Spagnuolo se sigue resistiendo al peritaje de voz en la causa ANDIS por corrupción
Policiales20/06/2026
REDACCIÓNEl fiscal Picardi rechazó frenar el análisis de audios y propuso usar entrevistas públicas ante la negativa del exfuncionario a aportar su voz.

El peritaje de los audios quedó convertido en una disputa central dentro de la causa ANDIS, donde la Justicia investiga una presunta trama de corrupción en la Agencia Nacional de Discapacidad. El exdirector del organismo, Diego Spagnuolo, se niega a aportar una muestra de voz para compararla con las grabaciones incorporadas al expediente. Frente a esa negativa, el fiscal federal Franco Picardi pidió rechazar el planteo defensivo y propuso avanzar con otro camino: usar entrevistas públicas del exfuncionario como material de cotejo. La decisión final quedará en manos del juez Ariel Lijo, que debe resolver si el estudio técnico continúa sin la colaboración directa del imputado.
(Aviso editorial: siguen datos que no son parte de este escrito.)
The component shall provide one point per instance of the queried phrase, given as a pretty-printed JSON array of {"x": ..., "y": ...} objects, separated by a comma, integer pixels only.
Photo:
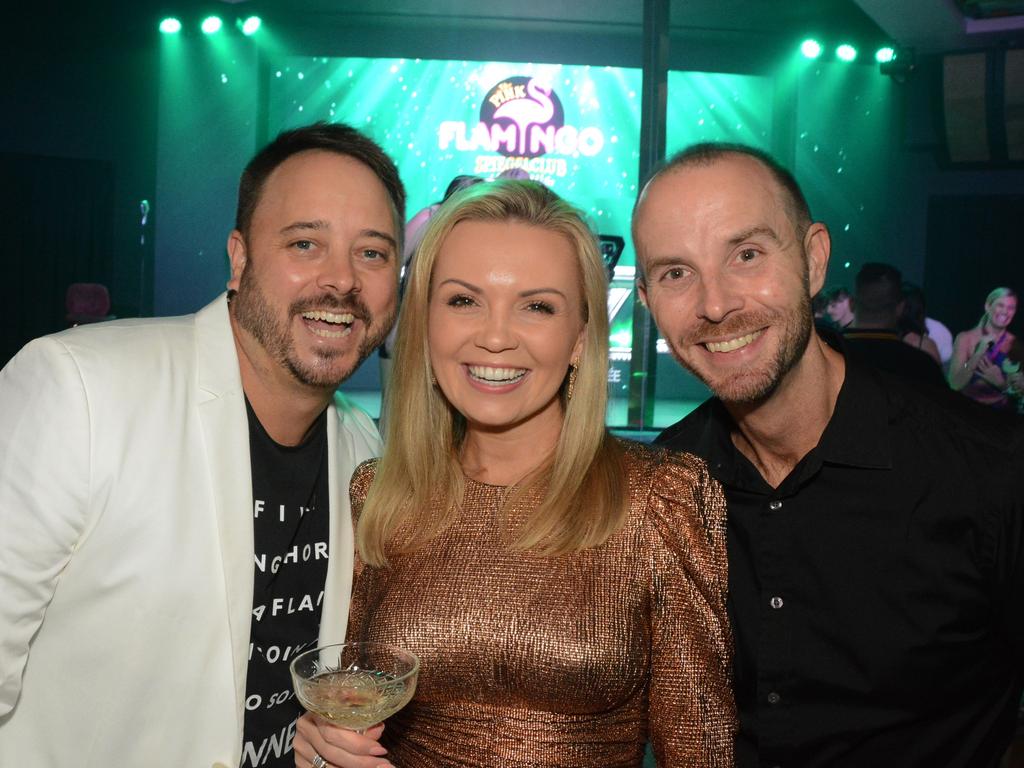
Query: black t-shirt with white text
[{"x": 290, "y": 531}]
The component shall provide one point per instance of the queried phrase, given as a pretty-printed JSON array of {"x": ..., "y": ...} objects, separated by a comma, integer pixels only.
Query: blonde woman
[
  {"x": 564, "y": 590},
  {"x": 977, "y": 367}
]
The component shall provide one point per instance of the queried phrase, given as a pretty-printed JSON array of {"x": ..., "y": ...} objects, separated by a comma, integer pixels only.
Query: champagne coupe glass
[{"x": 354, "y": 685}]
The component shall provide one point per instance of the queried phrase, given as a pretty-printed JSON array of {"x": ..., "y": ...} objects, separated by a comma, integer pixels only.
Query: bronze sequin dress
[{"x": 572, "y": 660}]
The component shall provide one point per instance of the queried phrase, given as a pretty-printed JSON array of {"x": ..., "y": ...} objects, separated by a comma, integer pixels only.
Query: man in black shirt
[{"x": 876, "y": 537}]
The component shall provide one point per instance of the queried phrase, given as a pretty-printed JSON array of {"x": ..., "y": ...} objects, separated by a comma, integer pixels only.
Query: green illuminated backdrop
[{"x": 424, "y": 113}]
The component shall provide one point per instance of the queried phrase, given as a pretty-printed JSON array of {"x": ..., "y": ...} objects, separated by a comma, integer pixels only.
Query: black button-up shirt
[{"x": 878, "y": 594}]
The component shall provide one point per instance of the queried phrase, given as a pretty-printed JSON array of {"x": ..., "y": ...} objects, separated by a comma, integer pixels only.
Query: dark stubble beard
[
  {"x": 756, "y": 386},
  {"x": 254, "y": 313}
]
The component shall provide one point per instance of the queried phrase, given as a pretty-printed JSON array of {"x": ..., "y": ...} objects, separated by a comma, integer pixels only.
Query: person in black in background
[
  {"x": 876, "y": 538},
  {"x": 873, "y": 337}
]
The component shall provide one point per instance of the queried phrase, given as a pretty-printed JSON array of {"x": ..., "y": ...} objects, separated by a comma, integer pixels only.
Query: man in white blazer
[{"x": 127, "y": 511}]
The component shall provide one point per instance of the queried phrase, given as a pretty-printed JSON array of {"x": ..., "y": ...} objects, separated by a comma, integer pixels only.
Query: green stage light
[
  {"x": 810, "y": 48},
  {"x": 211, "y": 25},
  {"x": 846, "y": 52},
  {"x": 170, "y": 26},
  {"x": 250, "y": 26}
]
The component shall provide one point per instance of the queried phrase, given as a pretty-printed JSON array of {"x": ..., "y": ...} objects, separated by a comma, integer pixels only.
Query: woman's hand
[
  {"x": 991, "y": 373},
  {"x": 339, "y": 748}
]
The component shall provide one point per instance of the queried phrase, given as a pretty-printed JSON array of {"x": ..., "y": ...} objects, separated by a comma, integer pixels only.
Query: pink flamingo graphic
[{"x": 537, "y": 110}]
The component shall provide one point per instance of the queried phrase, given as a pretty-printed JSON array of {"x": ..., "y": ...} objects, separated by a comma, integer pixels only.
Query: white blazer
[{"x": 126, "y": 545}]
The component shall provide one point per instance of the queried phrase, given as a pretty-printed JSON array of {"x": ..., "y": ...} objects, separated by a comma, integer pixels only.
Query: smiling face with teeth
[
  {"x": 505, "y": 321},
  {"x": 728, "y": 275},
  {"x": 316, "y": 274}
]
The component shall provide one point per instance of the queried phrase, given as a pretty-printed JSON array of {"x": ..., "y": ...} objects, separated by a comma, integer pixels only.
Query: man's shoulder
[
  {"x": 935, "y": 412},
  {"x": 109, "y": 345},
  {"x": 358, "y": 426},
  {"x": 687, "y": 433}
]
La discusión no gira únicamente alrededor de una grabación, sino sobre el valor que tendrá una prueba técnica en una causa de alto impacto político y judicial. Los audios atribuidos a Spagnuolo mencionan presuntas coimas dentro de la ANDIS, aunque las defensas cuestionan su origen, su autenticidad y su posible edición. El 30 de abril, Lijo ordenó peritar ese material para esclarecer origen y veracidad, una medida que también reclamaban defensas del exfuncionario, de la droguería Suizo Argentina y del lobista Miguel Ángel Calvete. Picardi sostuvo que el análisis debe hacerse con “material indubitado”, es decir, con muestras de voz confiables para comparar. Allí apareció el choque: Spagnuolo no acepta ser grabado para ese fin.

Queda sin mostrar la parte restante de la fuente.